Falar sobre o homem, a humanidade, é uma tarefa complicada. Isso, pois não estamos falando de um objeto visível à nossa frente, ou de uma bactéria em um microscópio ou qualquer fenômeno a ser testado. Nem mesmo do corpo enquanto esse conjunto de células que os biólogos e médicos tratam. Falar do homem é tornar-se objeto a si mesmo. Ou seja, é olharmo-nos no espelho, é ver o que somos, mas sabendo que somos nós mesmos quem questiona. Somos o ponto de partida e de chegada dessa questão.

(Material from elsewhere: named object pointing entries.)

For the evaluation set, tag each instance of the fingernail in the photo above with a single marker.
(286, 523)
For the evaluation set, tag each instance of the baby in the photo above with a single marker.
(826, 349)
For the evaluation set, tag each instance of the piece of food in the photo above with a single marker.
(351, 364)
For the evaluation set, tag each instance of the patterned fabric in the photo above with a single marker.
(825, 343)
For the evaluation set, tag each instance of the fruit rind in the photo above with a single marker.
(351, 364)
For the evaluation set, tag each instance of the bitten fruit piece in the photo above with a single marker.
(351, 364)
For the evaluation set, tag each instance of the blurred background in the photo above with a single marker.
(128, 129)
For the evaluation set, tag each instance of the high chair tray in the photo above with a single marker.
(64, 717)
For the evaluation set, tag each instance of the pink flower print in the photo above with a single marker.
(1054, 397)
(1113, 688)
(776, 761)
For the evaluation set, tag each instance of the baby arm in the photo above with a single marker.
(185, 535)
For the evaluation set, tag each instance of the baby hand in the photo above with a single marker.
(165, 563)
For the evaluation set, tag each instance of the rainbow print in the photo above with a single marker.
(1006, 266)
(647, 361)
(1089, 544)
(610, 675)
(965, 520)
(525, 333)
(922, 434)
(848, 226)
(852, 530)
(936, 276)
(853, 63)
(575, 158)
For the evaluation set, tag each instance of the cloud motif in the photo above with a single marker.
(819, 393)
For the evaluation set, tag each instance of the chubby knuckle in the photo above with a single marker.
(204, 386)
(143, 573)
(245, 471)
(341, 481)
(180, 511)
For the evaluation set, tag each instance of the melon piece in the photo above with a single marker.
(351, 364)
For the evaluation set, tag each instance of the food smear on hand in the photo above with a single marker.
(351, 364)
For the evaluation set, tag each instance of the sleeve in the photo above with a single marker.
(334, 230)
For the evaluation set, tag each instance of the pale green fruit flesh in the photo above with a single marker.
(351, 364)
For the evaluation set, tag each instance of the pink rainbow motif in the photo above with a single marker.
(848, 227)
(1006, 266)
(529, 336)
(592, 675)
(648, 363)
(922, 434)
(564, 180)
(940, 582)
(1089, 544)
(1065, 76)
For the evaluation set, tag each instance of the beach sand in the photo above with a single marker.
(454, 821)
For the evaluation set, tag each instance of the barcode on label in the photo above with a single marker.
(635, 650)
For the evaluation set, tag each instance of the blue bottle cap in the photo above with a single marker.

O texto que escrevo aqui é introdutório dos temas que irei tratar com mais cuidado ao longo de minha contribuição para o blog. Assim, já destaco os riscos que correremos nesse caminho, preparando-nos para as discussões já feitas e para as que virão. Destruir dogmas, essa tarefa não é fácil. Temos que abalar suas estruturas, para que elas caiam por conta própria, caso o leitor assim o queira. Se estamos na física, na biologia, na química, etc., eliminar dogmas seria mais fácil, isso no sentido de que, assim que uma teoria se confirma ao longo dos estudos, pouco resta aos outros cientista senão adotar esse ponto de vista, nem que seja para tentar provar seu erro. Assim foi com as grandes viradas de nosso conhecimento, Galileu, Newton, Einstein, e isso para ficar nos mais conhecidos da física.

Agora, e quando nos passa pela cabeça aquelas perguntinhas já piegas de tão repetidas: o que somos? de onde viemos? Onde estamos? Por mais que pareçam ridículas, elas refletem algo que sempre nos incomoda. Respondê-las é difícil, pois se tratam de coisas que não estão facilmente a nosso alcance, e que não nos fornece dados diretos na realidade que vivemos. Assim, várias correntes, abordagens e teorias se formam na busca dessa explicação. Mostrar o erro de alguns pontos de vista depende cada vez mais da crença de cada um, ou dos poucos dados que pode obter. Principalmente quando perguntamos sobre nós mesmos. A Psicologia, que se propõe a estudar o sujeito humano (definindo-o de acordo com sua posição teórica e ideológica, mas que em geral refere-se a nós mesmos, pessoas, indivíduos, etc), é composta por inúmeras abordagens diferentes, cada um dando conta de alguns fenômenos sobre nosso psiquismo, mas deixando de compreender outros. Cada um prega um tipo de homem diferente, e fica difícil a tarefa de criticar cada corrente.